Examples of innovative community-based education in Japan
There have been several innovative experiments with rural medical education in Japan.
Jichi Medical University has developed a unique rural medical education in the course of its 45-year history. From their first year, Jichi students return to their home prefectures every summer and participate in a clinical clerkship. The home prefecture government hosts the clerkship programme under the auspices of the 'prefecture union' to which all the Jichi graduates in the prefecture belong. In the clerkship, students are exposed to rural practice, acquire a mentor, and gain a specific image of their future. Students can also complete an elective 1-week clinical clerkship in their fourth year, a 2-week clerkship in the fifth year, and a mandatory 4-week plus an elective 4-week clerkship in the community hospital of their home prefectures. Many of the students complete additional community-based clerkships. Students who perform well on their examinations become 'free-course student doctors' and can use the full term of their sixth and final year as they wish. Some of them do a long-term clerkship in their home prefectures. These early and intensive exposures to rural practice and primary care make Jichi students more community-oriented than students in other medical schools. In addition, fresh graduates of Jichi must be enrolled in 2-year clinical training courses in community hospitals designated by the governors of the home prefectures. These facilities prepare students for the rural general practice that they are obliged to complete after graduation.

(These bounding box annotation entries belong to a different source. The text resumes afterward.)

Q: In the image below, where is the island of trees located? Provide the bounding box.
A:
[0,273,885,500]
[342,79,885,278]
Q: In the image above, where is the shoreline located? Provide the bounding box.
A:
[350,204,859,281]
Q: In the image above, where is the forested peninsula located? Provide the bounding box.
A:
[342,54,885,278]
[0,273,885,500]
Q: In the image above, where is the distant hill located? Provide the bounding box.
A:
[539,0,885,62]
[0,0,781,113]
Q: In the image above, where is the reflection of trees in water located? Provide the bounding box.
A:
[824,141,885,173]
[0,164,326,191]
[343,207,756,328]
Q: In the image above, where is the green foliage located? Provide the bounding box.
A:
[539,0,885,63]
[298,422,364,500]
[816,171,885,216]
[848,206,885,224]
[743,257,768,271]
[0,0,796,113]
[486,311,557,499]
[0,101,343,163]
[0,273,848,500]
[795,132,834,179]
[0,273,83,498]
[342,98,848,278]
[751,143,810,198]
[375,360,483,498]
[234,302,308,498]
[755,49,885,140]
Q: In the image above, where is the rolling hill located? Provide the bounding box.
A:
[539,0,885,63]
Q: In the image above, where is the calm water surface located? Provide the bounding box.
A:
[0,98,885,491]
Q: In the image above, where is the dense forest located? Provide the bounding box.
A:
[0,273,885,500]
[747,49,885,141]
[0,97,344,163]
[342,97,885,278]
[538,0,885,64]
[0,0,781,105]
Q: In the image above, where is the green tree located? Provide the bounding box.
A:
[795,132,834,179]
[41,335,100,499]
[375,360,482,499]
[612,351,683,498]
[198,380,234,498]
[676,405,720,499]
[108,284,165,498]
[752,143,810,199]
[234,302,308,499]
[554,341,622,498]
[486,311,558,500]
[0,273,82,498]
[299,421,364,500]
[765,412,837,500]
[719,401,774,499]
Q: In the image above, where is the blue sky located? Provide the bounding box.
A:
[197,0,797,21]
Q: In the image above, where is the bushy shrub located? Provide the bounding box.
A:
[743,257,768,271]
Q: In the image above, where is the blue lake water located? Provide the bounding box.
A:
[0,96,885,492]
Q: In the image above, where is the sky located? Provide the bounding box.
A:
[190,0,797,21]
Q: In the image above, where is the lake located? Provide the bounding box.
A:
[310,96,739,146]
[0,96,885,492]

Mie University also has an innovative rural clinical placement for undergraduate students. Though it is still voluntary, students in sixth year can choose a 3- or 4-month rural clinical placement while living continuously in the rural community as an elective. They study not only clinical work in rural institutions, but also people’s lives, their socioeconomic background and the local culture in the community. This programme is now being successfully implemented16. This longitudinal integrated clerkship at Mie University is just the beginning of clinical training of this sort in Japan, and is expected to spread nationwide.
With its rapid demographic and epidemiological transition, Japanese medical education needs comprehensive reform. Community-based medical education, particularly in small rural medical institutions, with a focus on primary care, should be central to the reform. Some innovations are taking place in Japan and internationally. Now it is time for Japan’s medical education to meet the needs of a super-aged society.